The plain fact is that, however inappropriate their dream of solving Malawi's problems through control by an educated bureaucracy might have been, the general clamp-down on non-Chewa intellectuals in independent Malawi has been profoundly damaging. There has been no serious public discussion in President Banda's Malawi of the problems the country has encountered since independence:


the impact of the oil crisis; South Africa's policy of regional destabilization; the collapse of the country's economy in the late 1970s and its takeover by the International Monetary Fund; or the exceedingly high rate of population growth in a country of limited resources. The Cabinet Crisis, despite its central significance to Malawi's history and despite the fact that it occurred well over twenty years ago, remains a wholly embargoed topic. The names of those who contributed to the rise of Malawian nationalism in the 1950s can be mentioned only in secret. During the show trial of Orton and Vera Chirwa in 1984, when Vera Chirwa began her testimony with the statement, 'When I founded the Malawi Women's League . . .', a tremor of excitement ran through the spectators. The simplest historical fact has become subversive.

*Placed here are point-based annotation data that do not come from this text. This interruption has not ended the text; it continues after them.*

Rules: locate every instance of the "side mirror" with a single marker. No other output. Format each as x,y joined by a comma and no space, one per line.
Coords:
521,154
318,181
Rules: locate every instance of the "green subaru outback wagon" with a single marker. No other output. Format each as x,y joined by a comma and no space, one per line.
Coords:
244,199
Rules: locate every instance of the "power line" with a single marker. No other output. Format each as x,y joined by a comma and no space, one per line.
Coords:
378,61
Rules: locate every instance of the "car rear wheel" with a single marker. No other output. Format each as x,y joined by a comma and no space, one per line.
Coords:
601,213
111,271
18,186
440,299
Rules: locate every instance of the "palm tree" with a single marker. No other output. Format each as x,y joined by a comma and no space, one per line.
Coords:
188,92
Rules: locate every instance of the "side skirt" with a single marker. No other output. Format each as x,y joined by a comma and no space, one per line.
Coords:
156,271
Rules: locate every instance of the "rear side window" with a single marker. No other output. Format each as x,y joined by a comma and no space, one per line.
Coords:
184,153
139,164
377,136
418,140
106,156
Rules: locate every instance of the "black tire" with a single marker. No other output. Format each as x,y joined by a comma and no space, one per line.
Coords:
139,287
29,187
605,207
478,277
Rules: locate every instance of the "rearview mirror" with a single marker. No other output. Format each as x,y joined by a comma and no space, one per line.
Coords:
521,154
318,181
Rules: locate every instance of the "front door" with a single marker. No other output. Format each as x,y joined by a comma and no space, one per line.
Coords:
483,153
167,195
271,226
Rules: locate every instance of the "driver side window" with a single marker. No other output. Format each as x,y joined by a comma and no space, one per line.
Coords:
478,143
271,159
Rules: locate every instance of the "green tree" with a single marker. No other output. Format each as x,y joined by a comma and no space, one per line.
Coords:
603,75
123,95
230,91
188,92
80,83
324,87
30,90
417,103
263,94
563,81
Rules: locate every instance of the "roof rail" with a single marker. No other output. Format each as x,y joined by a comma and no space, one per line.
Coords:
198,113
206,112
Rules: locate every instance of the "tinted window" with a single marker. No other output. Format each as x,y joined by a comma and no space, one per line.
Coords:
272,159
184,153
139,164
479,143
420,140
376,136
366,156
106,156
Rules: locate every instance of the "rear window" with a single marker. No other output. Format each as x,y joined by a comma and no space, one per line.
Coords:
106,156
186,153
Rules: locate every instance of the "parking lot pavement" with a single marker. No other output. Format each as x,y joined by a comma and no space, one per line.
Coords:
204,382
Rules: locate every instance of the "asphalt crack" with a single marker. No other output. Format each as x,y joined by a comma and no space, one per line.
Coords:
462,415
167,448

In this closed atmosphere, rumours of ethnic conspiracies abound. Such rumours serve as explanations for people who lack explanations: they arise when an intellectually closed society turns in on itself in search of scapegoats. The language of this discourse in rumour largely takes the form of crude ethnic stereotypes that derive from the colonial period's experience of uneven development. With meaningful analysis by Malawians of the problems that face Malawi remaining proscribed, there is the real danger that the ethnic explanations that are now current will be the only ones available for future discussion, a legacy of the past that will increase the likelihood of communal violence in the country at times of political transition.